Я не был уверен, будет ли хорошим тоном с ним не согласиться, даже если он был абсолютно прав, поэтому ничего не сказал.

Марк Дж. Бернхем подался вперед. Его глаза быстро вспыхнули на свету.

– Как ты смотришь на то, чтобы спасти мир, сынок?

Я ожидал, что он рассмеется. Когда он этого не сделал, я спросил:

– Это еще одна шутка?

– Нет, Траки. К сожалению, на этот раз я говорю серьезно. – Окна позади него были окрашены в тускло-синий цвет стандартного домашнего экрана: закольцованный рекламный ролик компании безмолвно отражался в них, отбрасывая на потолок странные узоры.

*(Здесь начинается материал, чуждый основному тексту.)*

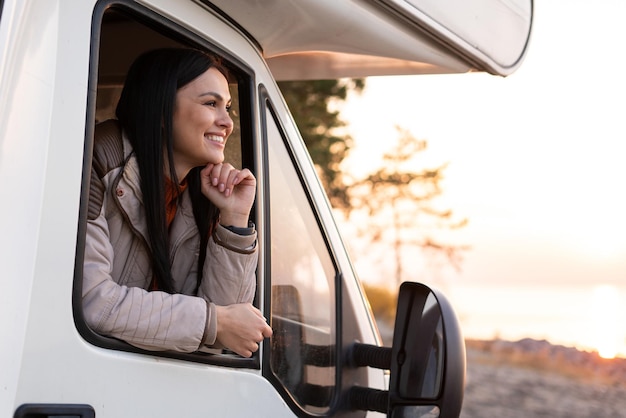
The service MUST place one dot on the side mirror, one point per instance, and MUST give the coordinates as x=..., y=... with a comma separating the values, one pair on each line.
x=426, y=360
x=427, y=356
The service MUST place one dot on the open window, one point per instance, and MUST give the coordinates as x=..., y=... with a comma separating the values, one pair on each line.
x=121, y=31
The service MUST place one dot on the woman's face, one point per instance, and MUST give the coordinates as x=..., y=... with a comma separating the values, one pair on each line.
x=201, y=123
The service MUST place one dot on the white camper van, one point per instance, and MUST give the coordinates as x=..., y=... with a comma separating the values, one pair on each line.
x=62, y=66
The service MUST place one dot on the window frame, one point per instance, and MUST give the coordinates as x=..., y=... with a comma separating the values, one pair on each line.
x=245, y=77
x=266, y=106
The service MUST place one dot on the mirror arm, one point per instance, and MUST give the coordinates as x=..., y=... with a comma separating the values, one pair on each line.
x=367, y=355
x=367, y=399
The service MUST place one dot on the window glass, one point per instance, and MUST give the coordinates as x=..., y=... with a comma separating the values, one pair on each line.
x=303, y=286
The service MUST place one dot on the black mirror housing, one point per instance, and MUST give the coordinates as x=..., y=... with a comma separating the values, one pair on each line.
x=428, y=356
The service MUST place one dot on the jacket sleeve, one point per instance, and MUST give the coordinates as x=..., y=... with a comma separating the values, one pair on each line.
x=149, y=320
x=229, y=273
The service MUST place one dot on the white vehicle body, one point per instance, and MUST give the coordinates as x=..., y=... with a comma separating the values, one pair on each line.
x=53, y=72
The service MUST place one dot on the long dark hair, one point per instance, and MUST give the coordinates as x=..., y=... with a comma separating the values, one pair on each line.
x=145, y=112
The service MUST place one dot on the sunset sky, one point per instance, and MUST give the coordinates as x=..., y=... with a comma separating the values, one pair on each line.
x=537, y=163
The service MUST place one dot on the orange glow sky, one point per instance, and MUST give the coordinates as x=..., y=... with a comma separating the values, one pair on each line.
x=537, y=163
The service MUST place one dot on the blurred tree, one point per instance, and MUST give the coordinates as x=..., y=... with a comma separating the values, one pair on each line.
x=309, y=104
x=397, y=199
x=399, y=205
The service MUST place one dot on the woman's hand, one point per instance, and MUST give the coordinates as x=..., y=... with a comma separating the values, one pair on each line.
x=241, y=327
x=231, y=190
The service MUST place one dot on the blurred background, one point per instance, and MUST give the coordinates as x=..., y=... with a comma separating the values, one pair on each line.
x=505, y=193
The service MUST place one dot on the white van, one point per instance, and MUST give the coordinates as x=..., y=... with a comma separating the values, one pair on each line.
x=62, y=65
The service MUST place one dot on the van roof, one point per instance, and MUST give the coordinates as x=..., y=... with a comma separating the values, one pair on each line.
x=330, y=39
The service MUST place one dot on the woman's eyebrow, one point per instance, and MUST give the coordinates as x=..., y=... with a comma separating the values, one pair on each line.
x=216, y=95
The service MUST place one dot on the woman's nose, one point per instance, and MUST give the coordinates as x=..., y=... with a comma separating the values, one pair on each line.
x=225, y=120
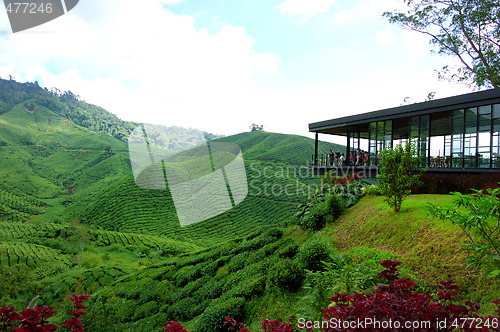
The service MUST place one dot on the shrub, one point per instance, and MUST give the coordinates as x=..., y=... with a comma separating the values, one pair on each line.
x=287, y=274
x=311, y=256
x=214, y=316
x=445, y=183
x=478, y=215
x=238, y=262
x=318, y=210
x=397, y=173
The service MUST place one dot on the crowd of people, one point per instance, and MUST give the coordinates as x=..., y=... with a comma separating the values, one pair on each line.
x=357, y=158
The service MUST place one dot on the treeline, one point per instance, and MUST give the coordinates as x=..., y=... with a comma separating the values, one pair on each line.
x=66, y=104
x=70, y=106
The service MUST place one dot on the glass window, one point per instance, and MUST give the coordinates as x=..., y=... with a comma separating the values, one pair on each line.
x=457, y=150
x=458, y=122
x=495, y=150
x=496, y=111
x=470, y=145
x=483, y=150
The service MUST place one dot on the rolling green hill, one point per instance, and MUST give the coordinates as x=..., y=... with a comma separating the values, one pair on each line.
x=73, y=220
x=71, y=211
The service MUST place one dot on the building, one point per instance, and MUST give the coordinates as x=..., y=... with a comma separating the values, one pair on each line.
x=456, y=134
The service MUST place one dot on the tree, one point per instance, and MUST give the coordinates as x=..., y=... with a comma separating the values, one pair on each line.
x=255, y=127
x=466, y=29
x=398, y=172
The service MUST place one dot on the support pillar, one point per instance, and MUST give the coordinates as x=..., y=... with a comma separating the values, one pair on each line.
x=316, y=151
x=348, y=147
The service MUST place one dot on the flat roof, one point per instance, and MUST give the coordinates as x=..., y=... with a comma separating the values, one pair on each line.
x=474, y=99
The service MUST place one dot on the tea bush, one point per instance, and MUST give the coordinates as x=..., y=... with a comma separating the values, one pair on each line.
x=311, y=256
x=286, y=274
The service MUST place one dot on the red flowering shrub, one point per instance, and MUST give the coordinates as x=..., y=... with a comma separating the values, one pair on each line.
x=395, y=306
x=173, y=326
x=36, y=319
x=391, y=307
x=75, y=324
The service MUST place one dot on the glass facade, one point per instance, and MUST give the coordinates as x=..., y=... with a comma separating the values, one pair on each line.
x=463, y=138
x=380, y=137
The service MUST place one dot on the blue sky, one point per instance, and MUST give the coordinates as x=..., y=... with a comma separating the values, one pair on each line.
x=220, y=65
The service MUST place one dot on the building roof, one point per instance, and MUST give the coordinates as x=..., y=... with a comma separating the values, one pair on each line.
x=475, y=99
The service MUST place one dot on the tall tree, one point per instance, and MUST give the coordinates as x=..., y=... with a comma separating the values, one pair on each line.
x=467, y=29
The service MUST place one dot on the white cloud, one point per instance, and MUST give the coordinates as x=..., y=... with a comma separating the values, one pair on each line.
x=385, y=37
x=305, y=8
x=146, y=66
x=366, y=10
x=171, y=2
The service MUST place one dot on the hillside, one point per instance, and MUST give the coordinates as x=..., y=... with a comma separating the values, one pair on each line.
x=73, y=220
x=56, y=157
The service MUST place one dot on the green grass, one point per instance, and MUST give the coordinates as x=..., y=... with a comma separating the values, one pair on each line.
x=430, y=247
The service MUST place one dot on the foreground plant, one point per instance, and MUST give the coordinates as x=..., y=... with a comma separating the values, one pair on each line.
x=398, y=173
x=478, y=215
x=36, y=319
x=390, y=307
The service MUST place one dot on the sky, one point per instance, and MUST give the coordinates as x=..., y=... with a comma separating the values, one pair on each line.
x=221, y=65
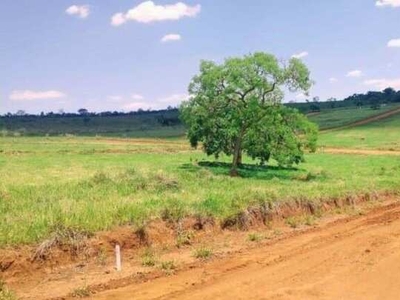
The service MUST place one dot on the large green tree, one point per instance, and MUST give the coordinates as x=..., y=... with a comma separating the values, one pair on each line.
x=235, y=107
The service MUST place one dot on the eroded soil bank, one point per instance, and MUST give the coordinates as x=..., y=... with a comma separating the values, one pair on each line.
x=256, y=255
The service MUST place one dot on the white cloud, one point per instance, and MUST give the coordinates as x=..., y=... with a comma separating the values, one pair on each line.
x=148, y=12
x=28, y=95
x=137, y=97
x=355, y=73
x=300, y=55
x=384, y=83
x=115, y=98
x=174, y=99
x=395, y=43
x=171, y=38
x=301, y=96
x=82, y=11
x=136, y=106
x=392, y=3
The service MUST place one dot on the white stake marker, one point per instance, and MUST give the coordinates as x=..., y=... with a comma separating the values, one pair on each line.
x=118, y=257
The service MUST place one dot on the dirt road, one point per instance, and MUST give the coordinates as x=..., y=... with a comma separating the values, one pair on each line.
x=356, y=258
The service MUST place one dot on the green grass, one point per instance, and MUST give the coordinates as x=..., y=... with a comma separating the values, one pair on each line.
x=383, y=134
x=341, y=117
x=92, y=184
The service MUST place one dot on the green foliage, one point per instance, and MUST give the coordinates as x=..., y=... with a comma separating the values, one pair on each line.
x=236, y=106
x=148, y=258
x=77, y=191
x=81, y=292
x=5, y=292
x=255, y=237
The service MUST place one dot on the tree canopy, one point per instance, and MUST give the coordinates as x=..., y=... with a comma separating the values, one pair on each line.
x=236, y=107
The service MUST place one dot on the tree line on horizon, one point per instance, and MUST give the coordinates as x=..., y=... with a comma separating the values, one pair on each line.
x=371, y=99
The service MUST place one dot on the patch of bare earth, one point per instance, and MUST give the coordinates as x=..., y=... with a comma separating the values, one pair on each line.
x=352, y=258
x=278, y=262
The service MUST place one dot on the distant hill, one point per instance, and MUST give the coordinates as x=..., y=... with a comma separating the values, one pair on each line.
x=166, y=123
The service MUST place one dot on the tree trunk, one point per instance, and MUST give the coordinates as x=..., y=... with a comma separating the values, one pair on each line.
x=237, y=157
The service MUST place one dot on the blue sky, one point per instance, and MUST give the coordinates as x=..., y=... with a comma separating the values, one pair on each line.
x=129, y=54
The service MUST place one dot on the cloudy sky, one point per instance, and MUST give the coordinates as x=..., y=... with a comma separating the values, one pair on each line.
x=130, y=54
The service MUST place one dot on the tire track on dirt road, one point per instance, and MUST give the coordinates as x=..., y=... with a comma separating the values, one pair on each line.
x=354, y=258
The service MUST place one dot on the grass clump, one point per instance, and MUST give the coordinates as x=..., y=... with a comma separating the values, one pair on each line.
x=148, y=258
x=184, y=238
x=73, y=239
x=5, y=292
x=255, y=237
x=203, y=253
x=81, y=292
x=168, y=266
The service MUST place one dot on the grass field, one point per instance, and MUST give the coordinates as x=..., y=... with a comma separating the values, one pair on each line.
x=383, y=134
x=98, y=183
x=341, y=117
x=149, y=124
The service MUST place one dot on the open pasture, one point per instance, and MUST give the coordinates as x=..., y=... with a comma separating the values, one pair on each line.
x=98, y=183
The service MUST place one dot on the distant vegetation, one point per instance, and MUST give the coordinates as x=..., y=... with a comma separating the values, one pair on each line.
x=166, y=123
x=373, y=100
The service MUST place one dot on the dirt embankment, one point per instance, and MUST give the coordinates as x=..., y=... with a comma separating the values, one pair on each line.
x=310, y=261
x=355, y=258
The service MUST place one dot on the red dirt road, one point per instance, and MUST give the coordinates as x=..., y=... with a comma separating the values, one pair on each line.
x=355, y=258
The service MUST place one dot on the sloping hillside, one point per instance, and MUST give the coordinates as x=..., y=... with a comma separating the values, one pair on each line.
x=336, y=118
x=379, y=132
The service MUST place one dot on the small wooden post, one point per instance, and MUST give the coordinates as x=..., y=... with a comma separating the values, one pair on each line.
x=118, y=258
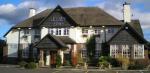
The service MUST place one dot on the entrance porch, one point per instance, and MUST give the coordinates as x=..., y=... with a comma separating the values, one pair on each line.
x=50, y=47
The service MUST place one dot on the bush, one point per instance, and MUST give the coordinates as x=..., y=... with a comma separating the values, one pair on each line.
x=22, y=64
x=67, y=63
x=114, y=62
x=31, y=65
x=103, y=62
x=136, y=66
x=58, y=61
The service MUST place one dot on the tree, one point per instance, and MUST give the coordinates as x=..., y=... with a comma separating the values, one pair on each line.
x=90, y=45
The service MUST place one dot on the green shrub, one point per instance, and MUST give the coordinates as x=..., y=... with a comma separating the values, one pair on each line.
x=22, y=64
x=31, y=65
x=67, y=63
x=58, y=61
x=136, y=66
x=103, y=62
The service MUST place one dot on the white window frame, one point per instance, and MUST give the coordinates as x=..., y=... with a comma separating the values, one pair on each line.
x=25, y=50
x=85, y=31
x=26, y=31
x=126, y=51
x=138, y=51
x=114, y=51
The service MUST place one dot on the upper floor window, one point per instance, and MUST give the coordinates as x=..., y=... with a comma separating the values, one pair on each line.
x=37, y=32
x=138, y=51
x=84, y=31
x=26, y=31
x=66, y=31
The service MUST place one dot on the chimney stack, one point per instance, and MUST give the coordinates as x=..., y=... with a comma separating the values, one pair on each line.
x=126, y=12
x=32, y=12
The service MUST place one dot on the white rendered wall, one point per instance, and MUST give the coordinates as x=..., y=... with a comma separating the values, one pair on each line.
x=12, y=38
x=127, y=13
x=76, y=34
x=44, y=32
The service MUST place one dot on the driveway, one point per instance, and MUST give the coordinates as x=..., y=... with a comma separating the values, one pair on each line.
x=14, y=69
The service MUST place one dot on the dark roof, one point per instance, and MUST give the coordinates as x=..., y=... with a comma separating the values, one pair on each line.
x=83, y=16
x=132, y=32
x=50, y=42
x=136, y=25
x=66, y=39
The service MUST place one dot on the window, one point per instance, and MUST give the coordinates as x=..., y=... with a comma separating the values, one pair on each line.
x=84, y=31
x=56, y=31
x=111, y=30
x=37, y=32
x=25, y=48
x=138, y=51
x=97, y=31
x=125, y=51
x=84, y=53
x=35, y=53
x=26, y=31
x=114, y=51
x=51, y=31
x=66, y=31
x=12, y=50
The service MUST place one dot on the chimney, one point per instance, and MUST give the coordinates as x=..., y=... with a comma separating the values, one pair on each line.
x=126, y=12
x=32, y=12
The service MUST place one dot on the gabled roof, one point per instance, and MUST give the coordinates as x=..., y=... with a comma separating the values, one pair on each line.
x=132, y=32
x=83, y=16
x=136, y=25
x=50, y=42
x=47, y=23
x=66, y=39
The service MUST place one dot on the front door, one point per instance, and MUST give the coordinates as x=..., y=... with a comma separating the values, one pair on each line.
x=53, y=58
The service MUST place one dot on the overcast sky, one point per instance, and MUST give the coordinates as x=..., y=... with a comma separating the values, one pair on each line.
x=14, y=11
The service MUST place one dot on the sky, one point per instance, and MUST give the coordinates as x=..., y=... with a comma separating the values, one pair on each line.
x=14, y=11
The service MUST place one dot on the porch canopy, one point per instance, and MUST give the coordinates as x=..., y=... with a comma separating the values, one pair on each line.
x=50, y=42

Какое-то мгновение я просто сидел, уставившись на него. Мне казалось, что мой язык – это мокрое полотенце. Наконец мне удалось выдавить из себя какие-то звуки.

– Боюсь, что не понимаю, сэр.

Он откинулся на спинку кресла, позволив рукам отбивать ритм по подлокотникам.

– Скажи мне, Траки, что тебе известно о Премии Бернхема?

Меня спросили о премии Бернхема уже второй раз менее чем за двадцать четыре часа – и все равно это был последний вопрос, который я ожидал услышать.

– Я знаю то же, что знают все, – осторожно сказал я. – Я знаю, что президент Бернхем… – тут я сделал паузу, – первый президент Бернхем хотел найти способ победить смерть.

– Отлично. – Он улыбнулся мне так, как улыбаются Менеджеры по здравоохранению, когда диагностируют последнюю стадию рака, словно, обретя бодрость духа, я мог бы обмануть себя, решив, что якобы чего-то достиг. – Ты и представить себе не можешь, какую гонку технологий она породила. Весь мир принимал в ней участие. Они называли ее Гонкой за вечностью. Каждая развитая страна поставила перед собой единственную цель – победить.

– Но никто так и не победил, – сказал я.

На долю секунды, когда он посмотрел на меня, я увидел, как в этой высохшей оболочке тела что-то свернулось и залихорадило. Затем президент Бернхем снова расслабился в своем кресле.

– Никто, – сказал он со смешком. – Никто не победил. На самом деле я думаю, что можно с уверенностью утверждать, что мы все проиграли. – Затем: – Кранч Юнайтед© наводнил рынок даймофосфилазой с целью получения прибыли, но ему удалось лишь сделать ее практически бесполезной, что, конечно, породило целое поколение даймоманов. Когда в компании не оставалось денег, отец использовал казначейство как личную копилку. Он пообещал претенденту на победу половину бюджета Соединенных Штатов. Ты слышал об Альберте Коуэлле?

Я едва не рассказал ему, что все утро мне по ушам ездила говорящая скотина, и все благодаря Альберту Коуэллу. Но я только кивнул головой.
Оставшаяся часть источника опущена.